There is nothing wrong with paying special attention to the neediest children. God’s preferential option for the poor is a theme of Catholic Social Teaching. It is in all our best interests to see No Child Left Behind succeed. But nowhere does it say the option is exclusive, that God cares only for the needy. The law has come with unintended consequences. It has frequently been implemented at the expense of our more talented children who need broader curricula and a faster pace in order to fully develop. It has promoted more than a few instances of fraud. Too many unqualified students have been shoe horned into advanced placement classes where they cannot succeed. We are improving performance at the lower levels too often by depressing performance overall.

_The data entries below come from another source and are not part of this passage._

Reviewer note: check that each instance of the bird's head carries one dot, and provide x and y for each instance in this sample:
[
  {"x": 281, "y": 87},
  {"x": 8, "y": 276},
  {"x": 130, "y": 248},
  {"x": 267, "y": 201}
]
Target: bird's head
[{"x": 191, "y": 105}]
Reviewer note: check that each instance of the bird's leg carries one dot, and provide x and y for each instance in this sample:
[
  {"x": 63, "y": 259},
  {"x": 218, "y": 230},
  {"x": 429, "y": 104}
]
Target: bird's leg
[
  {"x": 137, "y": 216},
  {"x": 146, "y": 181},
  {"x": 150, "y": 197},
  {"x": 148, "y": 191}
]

It’s bad Christian stewardship. We have responsibility for all creation and that includes the society we live in. We are charged to tend it and make it productive. We are instructed to invest our talents and make them grow. To the degree that we neglect the children who have the most potential to give back to society we fail in that responsibility. We are not taking full advantage of this wonderful university system we have built and we are all the worse for it.

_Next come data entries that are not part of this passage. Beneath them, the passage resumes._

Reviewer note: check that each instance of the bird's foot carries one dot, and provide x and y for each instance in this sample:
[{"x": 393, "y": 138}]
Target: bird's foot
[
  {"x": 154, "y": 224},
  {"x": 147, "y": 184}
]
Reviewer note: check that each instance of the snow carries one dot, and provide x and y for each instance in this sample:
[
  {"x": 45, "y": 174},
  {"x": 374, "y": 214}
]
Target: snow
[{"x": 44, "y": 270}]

There is real danger in this. Few things are more important to most parents than their children’s education. If they begin to see public schools as welfare programs and laboratories for social change, if they see their own children getting short shrift, they will do whatever they can to remedy it and that will often mean flight. DISD has first hand experience here. Federal judges took control of Dallas schools in the civil rights era and implemented programs that drove middle class families out of the city in droves. We don’t want to see that again.
But there is opportunity as well. If parents have choices, and increasingly they do have choices, competition will force change despite establishment resistance. Parents also have better access to more information. A concerned mother looking for answers can find them on the internet. Parents are discussing this information among themselves and with their friends, and they are making their own decisions. That’s a good thing too, even if some of them make bad decisions. Another tenet of Catholic Social Teaching is that parents have primary responsibility for their children’s education, and after all, public school administrators are making bad decisions for them today.
I expect to see accelerating change, though I doubt most of it will come from the public sector. Entrenched interests are powerful. But so is the technological revolution going on around us. Despite a setback early in the Obama administration with cancelation of the District of Columbia’s school voucher program, voucher use is slowly growing. As districts come under more and more budget pressure vouchers will become even more attractive because they are less expensive. And as more light shines on the negative effects of disproportionate attention at the lower end of test scores, there will be demands to restore discontinued classes at the upper end, and maybe add a few new ones.
On balance I am sanguine about the future. No Child Left Behind is good public policy. We can fix the problems with it and when we do ours will be a more prosperous and more just society. And with more top level students this magnificent university system of ours will be better than ever.